# Whre can I find the wooden trim?



## rssarma (Aug 8, 2005)

My car was broken into a couple of weeks back and my stereo was stolen, in the process the wooden trim around the stereo was damaged. I was wondering if anyone knew where I could find this part. The dealership is pretty expensive so something aftermarket would be nice. If any of you guys know about any online stores, ebay auctions etc. where I could find tis trim, please let me know.

Any help is appreciated, thanks in advance.


----------



## Asleep (Jan 19, 2003)

classifieds maybe?


----------



## rssarma (Aug 8, 2005)

Anything online?

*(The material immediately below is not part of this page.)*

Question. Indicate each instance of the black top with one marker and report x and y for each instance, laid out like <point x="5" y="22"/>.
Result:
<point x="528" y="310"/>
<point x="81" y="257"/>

I don't even know what the official name for the part is, is there any way I can find out?


----------



## Asleep (Jan 19, 2003)

i found some stuff while on ebay last night. http://cgi.ebay.com/ebaymotors/93-9...tegoryZ33705QQihZ007QQitemZ170006088147QQrdZ1


----------



## rssarma (Aug 8, 2005)

Wow, that IS what I need, except that one's for the 93 Altims, however I have emailed the seller hopefully he might know where I can find this. Thanks for your help AsleepAltima, really appreciate it.


----------



## Asleep (Jan 19, 2003)

no problem. anything to help.


----------